Nous nous tenons près des gisants comme des rois déshérités. Je n’ai pas vraiment le cœur à analyser. Jean Dutourd m’a fait découvrir, quand j’avais vingt-cinq ans, une grande chose : qu’il ne fallait jamais croire ce que la société dit d’elle-même. Que seuls nos écrivains, nos peintres, ceux qui se sont brûlés juste pour donner au monde leur petite mélodie unique, sont les seuls à dire la vérité. Comment, me dira-t-on ? Cet écrivain bourgeois, cet académicien ? Oui. Il savait et il me l’a dit. Il m’a ouvert ça devant moi. Le père Jean.
Il savait tout de notre langue, de notre histoire, de nos poèmes. Il n’aimait que ça. Il aimait comme il faut aimer : par cœur ! Il croyait, comme son cher général de Gaulle, que la France ne cesserait jamais, à cause de Corneille, à cause de Balzac, à cause de Toulet. Il espérait qu’il y aurait toujours des écrivains français. Qu’ils soient auvergnats ou qu’ils soient nègres, qu’ils se croient lorrains comme Barrès ou qu’ils se croient parisiens comme Baudelaire.
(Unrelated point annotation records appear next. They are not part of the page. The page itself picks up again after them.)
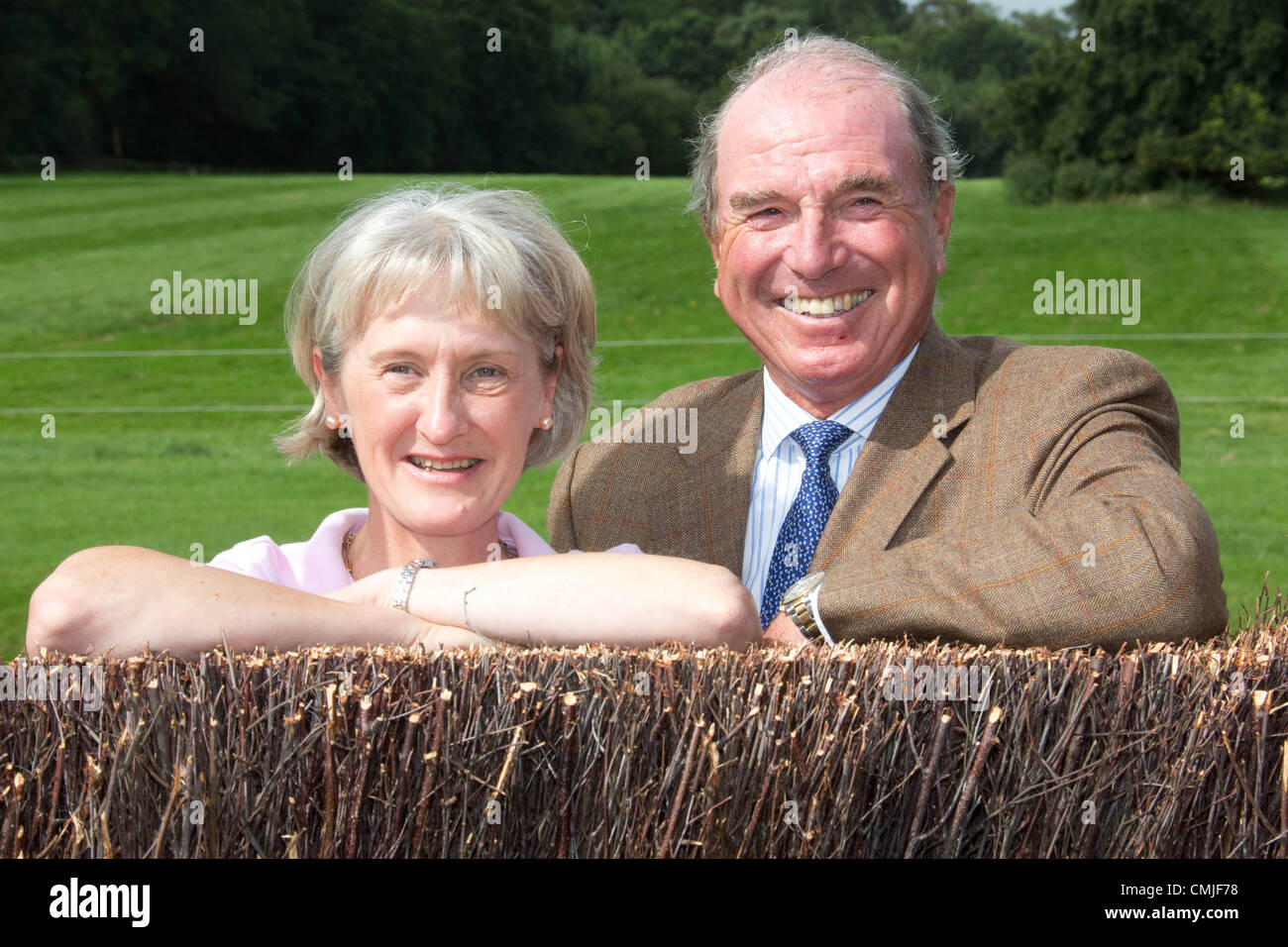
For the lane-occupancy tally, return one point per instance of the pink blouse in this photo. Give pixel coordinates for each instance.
(317, 566)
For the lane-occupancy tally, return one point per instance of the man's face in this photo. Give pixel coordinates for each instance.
(825, 245)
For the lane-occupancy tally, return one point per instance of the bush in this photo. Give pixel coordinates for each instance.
(1081, 180)
(1029, 179)
(623, 754)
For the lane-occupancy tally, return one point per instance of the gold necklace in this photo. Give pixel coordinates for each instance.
(507, 552)
(344, 551)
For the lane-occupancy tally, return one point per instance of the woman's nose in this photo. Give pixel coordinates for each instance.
(442, 418)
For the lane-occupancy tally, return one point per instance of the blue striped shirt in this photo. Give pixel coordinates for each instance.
(781, 464)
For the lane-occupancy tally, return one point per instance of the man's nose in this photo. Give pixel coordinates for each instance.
(442, 416)
(814, 250)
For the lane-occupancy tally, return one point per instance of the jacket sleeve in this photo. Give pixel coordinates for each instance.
(559, 519)
(1109, 545)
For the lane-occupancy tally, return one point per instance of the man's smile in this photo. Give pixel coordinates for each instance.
(825, 305)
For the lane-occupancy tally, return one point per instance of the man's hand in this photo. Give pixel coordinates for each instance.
(782, 630)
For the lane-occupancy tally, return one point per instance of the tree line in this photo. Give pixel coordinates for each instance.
(1155, 93)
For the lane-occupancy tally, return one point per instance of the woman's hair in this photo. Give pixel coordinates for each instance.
(497, 250)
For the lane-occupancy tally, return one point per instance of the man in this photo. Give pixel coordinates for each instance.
(880, 478)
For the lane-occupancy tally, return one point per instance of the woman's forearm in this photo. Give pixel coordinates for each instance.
(123, 599)
(614, 598)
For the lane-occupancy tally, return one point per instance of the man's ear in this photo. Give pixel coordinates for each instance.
(941, 209)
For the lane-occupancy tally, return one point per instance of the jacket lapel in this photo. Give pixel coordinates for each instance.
(719, 472)
(903, 457)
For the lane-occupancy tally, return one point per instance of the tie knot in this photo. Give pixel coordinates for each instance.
(819, 438)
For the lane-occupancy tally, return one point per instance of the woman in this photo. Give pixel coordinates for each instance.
(446, 338)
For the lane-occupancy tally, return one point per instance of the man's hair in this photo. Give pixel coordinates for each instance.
(931, 137)
(497, 252)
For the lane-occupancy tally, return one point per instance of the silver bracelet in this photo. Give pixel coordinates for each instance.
(402, 587)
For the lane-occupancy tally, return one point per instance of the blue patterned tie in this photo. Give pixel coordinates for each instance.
(807, 515)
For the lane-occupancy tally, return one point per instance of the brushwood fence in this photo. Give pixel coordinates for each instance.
(887, 749)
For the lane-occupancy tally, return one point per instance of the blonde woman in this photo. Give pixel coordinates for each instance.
(446, 337)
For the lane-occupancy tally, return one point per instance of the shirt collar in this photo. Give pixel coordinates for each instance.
(782, 415)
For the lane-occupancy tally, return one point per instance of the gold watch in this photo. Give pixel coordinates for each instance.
(798, 603)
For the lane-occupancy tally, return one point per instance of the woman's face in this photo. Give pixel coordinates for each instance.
(441, 402)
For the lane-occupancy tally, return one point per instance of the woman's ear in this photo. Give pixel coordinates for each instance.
(552, 381)
(327, 382)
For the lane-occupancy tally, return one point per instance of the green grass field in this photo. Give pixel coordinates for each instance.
(168, 451)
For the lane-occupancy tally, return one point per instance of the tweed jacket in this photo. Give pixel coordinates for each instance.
(1019, 495)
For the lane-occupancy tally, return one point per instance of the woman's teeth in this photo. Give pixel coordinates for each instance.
(827, 305)
(426, 464)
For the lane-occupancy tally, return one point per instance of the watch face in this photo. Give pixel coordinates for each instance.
(804, 586)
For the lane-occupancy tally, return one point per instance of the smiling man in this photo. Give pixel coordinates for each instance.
(877, 476)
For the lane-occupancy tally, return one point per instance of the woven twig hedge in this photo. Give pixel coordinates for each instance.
(1175, 750)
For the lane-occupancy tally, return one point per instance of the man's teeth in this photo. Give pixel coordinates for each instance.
(426, 464)
(827, 305)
Nous nous tenons près des gisants comme des rois déshérités… Un jour, Dutourd est venu dans la maison d’Aragon, là-bas, à Saint-Arnould, et il a parlé de lui. Il aimait Aragon. Il fut le seul homme à demander pour Aragon, publiquement, des funérailles nationales. Et un gouvernement de gauche tourna la tête pudiquement ! Salauds, va ! Moi, j’ai dédié à Dutourd un petit livre que j’ai écrit sur Aragon. Il m’a téléphoné, c’était en 1997, autant dire la préhistoire, et il m’a dit : « Avec Aragon en amont et vous en aval, je suis sauvé. » Moi, le téléphone raccroché, je me disais : il est vraiment sympa ce mec, trop, trop sympa de me dire ça. Qui n’est pas vrai. Et qui l’est peut-être. Qui sait.
Il n’est plus là, alors, le père Dutourd. Nous nous tenons près des gisants comme des rois déshérités… Et j’ai cinquante-cinq balais. La vie passe. Alors, j’ai peut-être quelque chose à faire ? Pour Matthieu ? Pour Enguerrand ? Pour Sébastien ? Pour Solange ou pour Véronique ? Pour d’autres ? Qui veulent casser le monde avec des livres ? On passe. Et puis on passe le relais… Nous nous tenons près des gisants comme des rois déshérités… Non, vraiment, j’ai trop de tristesse pour analyser… Trop de tristesse et puis le sentiment que chaque phrase à peu près balancée, que chaque mot qui me vient de Diderot ou de Racin, justifie ma vie, et qu’il n’y a que ça pour la justifier. Que je sers quelque chose de bien plus grand que moi. C’est ça que vous m’avez dit, mon bon maître, avec vos yeux qui rigolaient derrière vos lunettes. Nous nous tenons près des gisants comme des rois déshérités. À bientôt, père Dutourd. Je vous pleure, je ne vous perds pas.